S/onsuzluğa rücu ettim aslında sadece
bir kayıt açtım aldığım darbeden de öte içimde yaşattığım o arbede:
Hüznün minvalinde seken bir kurşun
misali ya da yorgun bir savaşçı:
Tohuma kaçan duyguların da ihbarı
Ve vicdanımdaki mahkeme
Muhakeme yeteneğimle hemhal
Azat edilesi bir kuş endamlı bir
gülüş
Sahte sevgilerden uzak ödenesi
bedeller
Bedenin geçiciliği ve işte sondan
başa yürüyen
Kefil olduğum kadar da kederime…
Bu dünyada kalan zamanımı iyi
değerlendirmek adına daha çok seveceğim ama kendimi…

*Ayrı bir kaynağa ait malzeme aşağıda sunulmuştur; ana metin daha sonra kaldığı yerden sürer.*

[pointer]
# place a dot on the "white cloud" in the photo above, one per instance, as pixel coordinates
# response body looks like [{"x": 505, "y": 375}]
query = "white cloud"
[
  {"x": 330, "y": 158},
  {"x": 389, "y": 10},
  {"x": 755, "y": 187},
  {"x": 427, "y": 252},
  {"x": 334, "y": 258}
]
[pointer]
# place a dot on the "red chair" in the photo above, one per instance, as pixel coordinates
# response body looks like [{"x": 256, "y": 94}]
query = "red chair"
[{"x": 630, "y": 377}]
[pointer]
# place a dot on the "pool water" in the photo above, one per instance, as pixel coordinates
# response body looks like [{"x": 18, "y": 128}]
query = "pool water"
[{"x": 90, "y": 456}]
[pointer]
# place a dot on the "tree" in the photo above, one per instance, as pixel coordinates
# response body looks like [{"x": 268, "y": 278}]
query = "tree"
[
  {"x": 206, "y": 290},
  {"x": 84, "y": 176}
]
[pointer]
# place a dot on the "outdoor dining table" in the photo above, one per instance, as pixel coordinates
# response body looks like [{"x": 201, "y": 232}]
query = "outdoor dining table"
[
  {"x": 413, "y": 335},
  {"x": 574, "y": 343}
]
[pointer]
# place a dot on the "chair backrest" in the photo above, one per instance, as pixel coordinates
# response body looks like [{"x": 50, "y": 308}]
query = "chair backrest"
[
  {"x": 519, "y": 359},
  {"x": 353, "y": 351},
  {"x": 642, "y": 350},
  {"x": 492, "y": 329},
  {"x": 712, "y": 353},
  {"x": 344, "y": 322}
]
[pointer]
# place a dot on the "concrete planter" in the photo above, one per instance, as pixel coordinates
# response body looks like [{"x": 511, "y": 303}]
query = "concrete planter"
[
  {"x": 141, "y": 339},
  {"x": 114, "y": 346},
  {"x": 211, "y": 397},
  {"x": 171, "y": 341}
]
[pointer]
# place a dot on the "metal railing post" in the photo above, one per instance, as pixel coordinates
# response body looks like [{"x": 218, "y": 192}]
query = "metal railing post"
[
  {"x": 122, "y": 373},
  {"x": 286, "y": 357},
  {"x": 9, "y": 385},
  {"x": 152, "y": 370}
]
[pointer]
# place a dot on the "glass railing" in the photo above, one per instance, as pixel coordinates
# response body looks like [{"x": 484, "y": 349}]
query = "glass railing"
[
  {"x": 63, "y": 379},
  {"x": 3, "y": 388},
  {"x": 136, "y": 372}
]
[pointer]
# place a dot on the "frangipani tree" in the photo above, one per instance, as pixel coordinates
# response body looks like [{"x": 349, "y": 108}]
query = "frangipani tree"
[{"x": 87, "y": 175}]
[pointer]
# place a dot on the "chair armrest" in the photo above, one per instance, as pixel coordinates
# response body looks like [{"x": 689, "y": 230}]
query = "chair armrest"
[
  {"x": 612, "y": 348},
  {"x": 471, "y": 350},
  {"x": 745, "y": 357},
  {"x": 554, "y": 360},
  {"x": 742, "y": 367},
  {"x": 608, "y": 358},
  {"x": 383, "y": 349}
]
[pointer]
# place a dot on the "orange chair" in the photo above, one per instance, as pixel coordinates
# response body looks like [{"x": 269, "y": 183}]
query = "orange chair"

Yüksündüğüm duygularım var yüzük
parmağıma takılı bir halkadan öte indinde aşkın sevdalandığım şarkıların
şiirlerin en şaşkın taraftarıyım.
İçimde kalan ukdelerden papatya tacı
yapıp da saçıma taktığım sözcükler misali kırık tokama eşlik eden imgelerle ve
serkeş nidalarla örülü bir hırka misali içimi üşüten ölüm denen gerçeğin de hem
yakınında hem t/uzağındayım…
Maviden mintanlar dikmeliyim belki de
ve pembeleşen yanaklarıma yarışan bir gülücükle içimdeki kuşu özgür
bırakmalıyım ve kesilen faturalarda sahip olduğum o farkındalığın nezdinde
katma değerine mısraların kat çıkmalıyım illa ki en çok da ulaşılası zor bir
istikamette kendimi yere yatırıp alabildiğine pataklamalıyım yorgun kalbimi.
Cenk eden ruhum.
Cahil cesareti ile sevebildiğim kadar
yeri göğü ve ufku.
Sığındığım her duygudan şiirler
biçmeliyim.
Endamlı bir sevda masalı yazmalıyım
ruhumdaki taşkınlara sebebiyet veren pişmanlığımın da yasını tutmaktan
vazgeçip…
Devamı mı?
Bunu zaman gösterecek esen rüzgâra
eşlik ettiğim kadar kabrime yakın o minvalde kim bilir kaç kere züğürt
tesellisini sayacağım öncemden uzandığım sonramda vuku bulacak bir taziyeyi de
yinelememek adına kendimden kaçıp kendimle yüzleştiğim her gün her şiir her
ayraçta imlecin ışıltısında suskun varlığıma d/okunmanın verdiği huzur ile ve
işte yüreğime eşlik eden Rabbime şükrettiğim kadar annemin sevgisinde
ertelediğim kadar büyümeyi belki de bin yaşında bir çocuğa doğru yol almanın
ertesinde…
Ama bilemem ki asla bilemem:
Her ne kadar bilgiç bir gülüm/seme
eşlik etse de yüzüme seğiren gözlerimden dökülen yaşların kaderini ben asla
bilemem.
Cümleler mi hüküm süren?
Yoksa ikilettiğim sözcükler mi
ruhumun lal alfabesinden sökün eden kâh gamlı notalar kâh nidalar ve sürtük
imgeler ne zamanki başkaldırsa bana imtina ettiğim kadar uyruğumdan sıçrayan
kıvılcımlarla büyüyen bir ateş midir içimi yakan?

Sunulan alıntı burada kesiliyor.